A análise incidiu em freguesias atravessadas pelas linhas ferroviárias de Azambuja, Sintra, Cascais, do Sul (Fertagus), do Sado e do Oeste, localizadas em concelhos da Área Metropolitana de Lisboa. Em declarações à Lusa, o professor Milton Severo, um dos autores, explicou que o objectivo era perceber a relação entre a proximidade das estações ferroviárias com a transmissão da covid-19, e o que se verificou foi que “o risco de infecção não era superior nas freguesias mais próximas das estações do que naquelas mais afastadas”.

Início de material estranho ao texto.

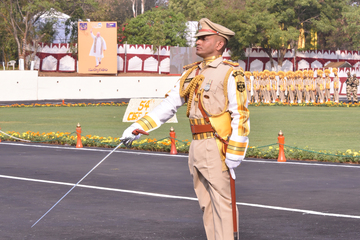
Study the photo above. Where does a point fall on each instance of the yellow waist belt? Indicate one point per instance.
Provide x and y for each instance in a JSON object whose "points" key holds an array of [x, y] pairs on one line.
{"points": [[200, 129]]}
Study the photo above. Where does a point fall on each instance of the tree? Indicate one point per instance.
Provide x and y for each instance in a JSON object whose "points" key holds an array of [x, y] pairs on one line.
{"points": [[158, 27], [20, 16], [8, 46]]}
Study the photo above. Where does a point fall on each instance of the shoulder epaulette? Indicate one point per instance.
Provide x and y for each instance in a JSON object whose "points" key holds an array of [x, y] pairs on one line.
{"points": [[234, 64], [191, 65]]}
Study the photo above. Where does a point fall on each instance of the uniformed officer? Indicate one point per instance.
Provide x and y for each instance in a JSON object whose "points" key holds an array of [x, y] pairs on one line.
{"points": [[216, 97], [307, 85], [320, 86], [256, 86], [291, 86], [336, 85], [273, 86], [312, 85], [299, 85], [351, 87], [248, 85], [327, 85], [282, 86]]}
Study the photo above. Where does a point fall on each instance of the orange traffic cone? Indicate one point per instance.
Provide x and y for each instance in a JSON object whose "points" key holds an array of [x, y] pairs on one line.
{"points": [[281, 141], [78, 133], [172, 138]]}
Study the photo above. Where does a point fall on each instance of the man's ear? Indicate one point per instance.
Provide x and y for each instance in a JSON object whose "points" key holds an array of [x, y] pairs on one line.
{"points": [[220, 45]]}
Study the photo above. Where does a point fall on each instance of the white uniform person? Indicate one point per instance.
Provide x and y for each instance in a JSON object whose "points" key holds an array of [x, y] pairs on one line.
{"points": [[98, 47], [216, 93]]}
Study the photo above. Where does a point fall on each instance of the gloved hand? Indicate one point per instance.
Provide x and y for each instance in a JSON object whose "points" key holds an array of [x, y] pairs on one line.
{"points": [[231, 164], [128, 137]]}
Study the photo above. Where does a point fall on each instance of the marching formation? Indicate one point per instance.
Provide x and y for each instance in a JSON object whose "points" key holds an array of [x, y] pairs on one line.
{"points": [[298, 87]]}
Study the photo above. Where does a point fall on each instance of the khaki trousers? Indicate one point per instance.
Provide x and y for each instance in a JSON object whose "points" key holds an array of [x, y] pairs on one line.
{"points": [[307, 96], [256, 95], [312, 96], [282, 96], [327, 95], [291, 95], [212, 188], [336, 95]]}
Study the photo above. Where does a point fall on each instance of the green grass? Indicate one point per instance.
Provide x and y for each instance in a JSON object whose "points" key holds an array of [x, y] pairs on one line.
{"points": [[318, 128]]}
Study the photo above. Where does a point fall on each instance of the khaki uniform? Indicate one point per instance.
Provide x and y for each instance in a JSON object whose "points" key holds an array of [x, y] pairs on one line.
{"points": [[312, 89], [262, 90], [336, 88], [327, 89], [320, 89], [299, 90], [222, 89], [291, 89], [248, 88], [273, 85], [267, 90], [307, 90], [256, 89], [351, 88], [282, 89]]}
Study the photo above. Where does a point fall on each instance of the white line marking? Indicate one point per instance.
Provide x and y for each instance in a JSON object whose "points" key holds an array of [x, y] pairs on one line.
{"points": [[311, 212], [180, 156]]}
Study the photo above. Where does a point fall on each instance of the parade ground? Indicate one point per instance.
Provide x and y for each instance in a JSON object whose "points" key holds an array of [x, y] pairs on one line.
{"points": [[149, 195]]}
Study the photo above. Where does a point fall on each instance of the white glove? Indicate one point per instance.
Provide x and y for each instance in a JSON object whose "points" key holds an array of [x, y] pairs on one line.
{"points": [[231, 164], [128, 137]]}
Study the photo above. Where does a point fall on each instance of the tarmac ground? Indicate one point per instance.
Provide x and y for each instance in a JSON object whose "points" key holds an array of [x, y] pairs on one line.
{"points": [[149, 195]]}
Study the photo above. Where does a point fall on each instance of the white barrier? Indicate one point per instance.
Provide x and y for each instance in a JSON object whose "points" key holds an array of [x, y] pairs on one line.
{"points": [[26, 85]]}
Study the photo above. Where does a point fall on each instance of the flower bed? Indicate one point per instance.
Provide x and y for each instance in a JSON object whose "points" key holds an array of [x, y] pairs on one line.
{"points": [[164, 145], [64, 105], [327, 104]]}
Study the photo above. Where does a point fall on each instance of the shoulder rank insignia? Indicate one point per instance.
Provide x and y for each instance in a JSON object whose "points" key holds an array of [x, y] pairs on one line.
{"points": [[191, 65], [234, 64], [240, 86], [237, 73], [188, 80]]}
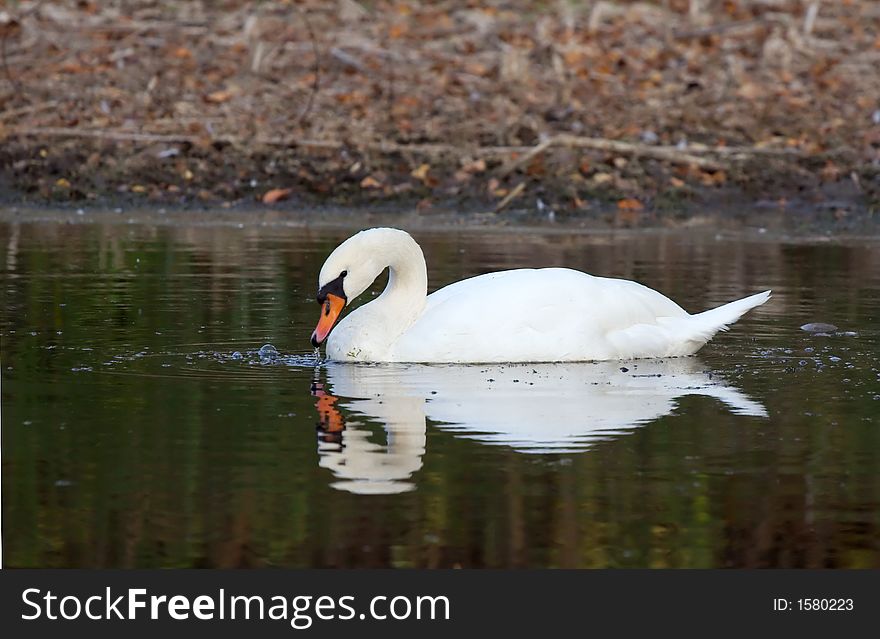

Apesar de se ter estudado a proximidade destas comunidades às linhas de comboio, Henrique Barros, outro dos autores, também explicou ao PÚBLICO que é possível fazer-se a leitura de que não há uma relação directa entre a utilização de comboios e a infecção, uma vez que se usou “a proximidade como um indicador indirecto da utilização”.

Mas, depois deste estudo sobre os transportes, é preciso investigar mais: “O sujeito desta investigação foi a comunidade e, agora, precisávamos que fosse cada indivíduo. Obtivemos uma conclusão global sobre a comunidade, o que é preciso agora é chegar a uma conclusão, tendo em conta as características de cada indivíduo”, nota Henrique Barros.

Por isso, uma equipa de investigadores do Instituto de Saúde Pública da Universidade do Porto e da Escola de Saúde Pública da Universidade Nova de Lisboa vai estudar os factores de risco para a covid-19, tendo em conta o comportamento de cada pessoa e, para já, na região de Lisboa e Vale do Tejo.